Chinese workers feared dead in Pakistan bombing

    (AP)
    Updated: 2007-07-19 20:45

    Much of the recent violence has been in North West Frontier Province, especially the region of North Waziristan, where pro-Taliban militants last weekend declared the end of a 10-month-old peace deal. The government has since been trying to revive it.

    On Thursday, 30 elders from several tribal regions in the northwest traveled to North Waziristan in the latest government-backed effort to persuade militants to reverse their decision.

    "Our urgent demand is that there should be a cease-fire so that we can find a peaceful solution to this problem in a peaceful atmosphere according to tribal traditions," said the group's leader, Malik Waris Khan Afridi.

    On Wednesday, militants bombed and strafed an army convoy near Miran Shah, North Waziristan's main town, killing 17 troops. At least eight militants died in clashes with security forces in the area.

    President Gen. Pervez Musharraf insists the accord - under which the military scaled back its operations in the US-led war on terror in return for pledges from tribal leaders to contain militancy - offers the best long-term hope of pacifying the region.

    Intelligence analysts in Washington say the pact has given al-Qaida new opportunities to strengthen their operations in Pakistan, Afghanistan and beyond.

    Pakistan said this assessment lacks substance.

    "It does not help simply to make assertions about the presence or regeneration of al-Qaida in bordering areas of Pakistan. What is needed is concrete and actionable information and intelligence sharing," the Foreign Ministry said Wednesday.

    Musharraf on Wednesday urged moderate Pakistanis - many of whom are pressing him to resign and restore civilian rule - to help him take on extremists.

    Adding to the tension, a suicide bomber on Tuesday killed 16 people at a rally for Pakistan's suspended chief justice, whose legal battle with Musharraf has galvanized opposition to military rule. A verdict in the case is expected as early as Friday.
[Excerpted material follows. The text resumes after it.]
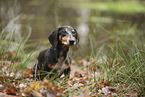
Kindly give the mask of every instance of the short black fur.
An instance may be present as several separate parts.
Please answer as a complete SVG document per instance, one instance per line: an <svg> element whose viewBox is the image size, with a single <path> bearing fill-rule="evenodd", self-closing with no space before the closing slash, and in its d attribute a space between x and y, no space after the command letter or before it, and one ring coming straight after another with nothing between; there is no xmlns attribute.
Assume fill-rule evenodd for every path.
<svg viewBox="0 0 145 97"><path fill-rule="evenodd" d="M64 32L66 35L64 35ZM73 45L76 45L78 48L79 36L74 28L62 26L53 31L48 37L52 46L40 52L38 64L35 64L33 68L33 77L37 80L43 80L47 75L48 78L58 78L62 74L69 78L71 58L68 55L68 51L70 45L63 44L61 40L62 36L70 37L68 41L73 40Z"/></svg>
    Critics accuse Musharraf of leading Pakistan toward civil war and using the crisis to shore up US support for his eight-year-old military regime. There is growing concern that year-end elections will be postponed. However, Musharraf insisted Wednesday the ballot would go ahead.

    The Hub attack follows the July 8 slaying of three Chinese men in a rickshaw workshop in Peshawar and a pledge from Islamabad to protect some 2,000 to 3,000 Chinese nationals here.

    Officials have suggested the Peshawar attack was linked to the then-ongoing army operation against Islamabad's Red Mosque. Troops moved in after Islamic radicals from the mosque kidnapped several Chinese women they accused of being prostitutes.

    However, ethnic Baluch insurgents have been blamed for at least two past attacks on Chinese nationals.

    "These anti-state elements were also involved in the previous attacks against Chinese citizens," Baluchistan Interior Minister Mir Shoaib Nosherwani said.

    China is helping build a deepwater port in Gwadar near the Iranian border that Baluch nationalists view as a symbol of the resource-rich but impoverished province's exploitation.